Basic HDFS Architecture

Basic HDFS Architecture

What is HDFS?

HDFS (Hadoop Distributed File System) is 1 of the 3 Hadoop core components. As its name suggests it's a distributed storage file system where large files are divided into multiple blocks of size 128mb (64mb in Hadoop 1) and stored across multiple nodes (computer systems available over a network).

There are mainly two components in HDFS architecture

  1. Data Node
    Data nodes are those where actual data is stored and accessed by the client

  2. Name Node
    Name Node is where the mapping of file blocks and data node location are kept as metadata.

Functions of Name Node
1. It keeps metadata of files in a table-like structure that defines the mapping of files and their blocks and on which data node that particular block is stored.

file-nameblock-namedata-node
file1b1Data_Node_3
file1b2Data_Node_4
file2b1Data_Node_2
file2b3Data_Node_1
  1. It makes sure that the number of replicas for a block is always maintained even when there is a data node failure. (creates new replicas and updates the mapping metadata)

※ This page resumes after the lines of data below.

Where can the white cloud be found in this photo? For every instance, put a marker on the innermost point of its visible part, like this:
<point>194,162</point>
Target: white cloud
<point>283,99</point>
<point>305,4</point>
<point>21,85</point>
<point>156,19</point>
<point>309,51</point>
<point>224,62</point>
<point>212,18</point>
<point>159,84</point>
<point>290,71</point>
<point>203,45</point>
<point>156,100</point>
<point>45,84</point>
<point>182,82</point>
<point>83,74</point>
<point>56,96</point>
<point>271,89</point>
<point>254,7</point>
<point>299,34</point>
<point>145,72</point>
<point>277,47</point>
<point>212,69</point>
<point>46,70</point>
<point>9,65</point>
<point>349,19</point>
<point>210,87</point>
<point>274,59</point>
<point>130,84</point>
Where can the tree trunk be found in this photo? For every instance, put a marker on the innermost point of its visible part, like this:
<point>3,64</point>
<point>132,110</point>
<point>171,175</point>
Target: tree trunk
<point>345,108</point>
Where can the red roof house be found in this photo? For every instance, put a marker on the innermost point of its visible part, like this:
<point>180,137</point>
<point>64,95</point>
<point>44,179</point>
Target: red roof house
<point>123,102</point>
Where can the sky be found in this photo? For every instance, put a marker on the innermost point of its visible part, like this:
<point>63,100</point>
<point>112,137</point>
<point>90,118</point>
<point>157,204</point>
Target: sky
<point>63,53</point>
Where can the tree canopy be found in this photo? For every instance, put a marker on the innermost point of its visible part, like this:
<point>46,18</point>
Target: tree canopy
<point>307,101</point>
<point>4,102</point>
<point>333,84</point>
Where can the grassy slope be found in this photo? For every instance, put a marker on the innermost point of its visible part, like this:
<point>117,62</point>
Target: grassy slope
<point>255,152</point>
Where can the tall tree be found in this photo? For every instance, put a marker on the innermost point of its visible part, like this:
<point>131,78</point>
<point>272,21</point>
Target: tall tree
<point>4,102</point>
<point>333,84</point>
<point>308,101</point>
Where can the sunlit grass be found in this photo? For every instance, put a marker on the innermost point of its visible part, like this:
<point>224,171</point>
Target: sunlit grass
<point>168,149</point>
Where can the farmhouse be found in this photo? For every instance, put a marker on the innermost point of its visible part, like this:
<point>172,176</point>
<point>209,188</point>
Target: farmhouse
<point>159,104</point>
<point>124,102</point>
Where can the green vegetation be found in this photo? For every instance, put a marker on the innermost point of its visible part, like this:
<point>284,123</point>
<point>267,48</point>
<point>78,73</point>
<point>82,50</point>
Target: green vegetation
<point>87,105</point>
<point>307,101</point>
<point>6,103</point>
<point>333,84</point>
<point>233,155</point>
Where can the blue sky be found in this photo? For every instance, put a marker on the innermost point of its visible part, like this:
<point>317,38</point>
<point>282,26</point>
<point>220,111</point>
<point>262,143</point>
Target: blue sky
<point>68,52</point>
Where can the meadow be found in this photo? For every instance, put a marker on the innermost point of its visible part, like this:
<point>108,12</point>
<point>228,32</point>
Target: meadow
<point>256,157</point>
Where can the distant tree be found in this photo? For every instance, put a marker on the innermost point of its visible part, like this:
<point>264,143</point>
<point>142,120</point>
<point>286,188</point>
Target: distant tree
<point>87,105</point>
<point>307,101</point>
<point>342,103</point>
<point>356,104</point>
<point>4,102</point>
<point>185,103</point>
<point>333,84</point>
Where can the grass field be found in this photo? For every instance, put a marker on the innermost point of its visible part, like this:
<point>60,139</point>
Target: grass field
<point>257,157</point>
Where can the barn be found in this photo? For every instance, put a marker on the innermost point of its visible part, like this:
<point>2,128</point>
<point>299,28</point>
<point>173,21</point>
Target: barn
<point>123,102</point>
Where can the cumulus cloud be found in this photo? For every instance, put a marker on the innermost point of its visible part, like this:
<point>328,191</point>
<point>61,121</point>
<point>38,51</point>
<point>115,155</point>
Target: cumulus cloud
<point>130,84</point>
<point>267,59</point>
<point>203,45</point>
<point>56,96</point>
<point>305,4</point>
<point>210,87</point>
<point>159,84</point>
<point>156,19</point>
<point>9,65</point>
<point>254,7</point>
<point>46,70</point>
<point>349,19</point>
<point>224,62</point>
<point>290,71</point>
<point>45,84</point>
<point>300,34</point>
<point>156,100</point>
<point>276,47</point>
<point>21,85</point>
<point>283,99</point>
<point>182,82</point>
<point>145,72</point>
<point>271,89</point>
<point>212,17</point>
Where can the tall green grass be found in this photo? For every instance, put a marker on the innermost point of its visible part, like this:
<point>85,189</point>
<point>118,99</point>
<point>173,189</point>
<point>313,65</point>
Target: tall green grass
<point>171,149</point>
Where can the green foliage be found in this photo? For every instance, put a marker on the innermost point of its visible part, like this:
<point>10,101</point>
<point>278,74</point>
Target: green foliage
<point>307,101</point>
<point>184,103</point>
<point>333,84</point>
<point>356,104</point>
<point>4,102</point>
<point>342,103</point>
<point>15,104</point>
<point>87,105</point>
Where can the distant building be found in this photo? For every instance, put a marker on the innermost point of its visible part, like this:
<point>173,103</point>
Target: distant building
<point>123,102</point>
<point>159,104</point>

  2. Provides the location of data nodes where the requested file is kept.

  3. Monitors data node's health checks.

Functions of Data Node
1. Stores the actual data in the form of blocks
2. Sends block report (status of corrupted blocks ) to name node
3. Sends heartbeat signal every 3 seconds (by default) to name node
4. Sends the requested data blocks to the client whenever requested

Steps for accessing data in HDFS

  1. Client requests to access a file are sent to the name node

  2. The name node checks in the metadata if the file is present it sends the locations of blocks and data node where these blocks of requested files are kept.

  3. The client Requests the data nodes to get the blocks of the requested file.

  4. The requested data is merged on the client machine and the file is received.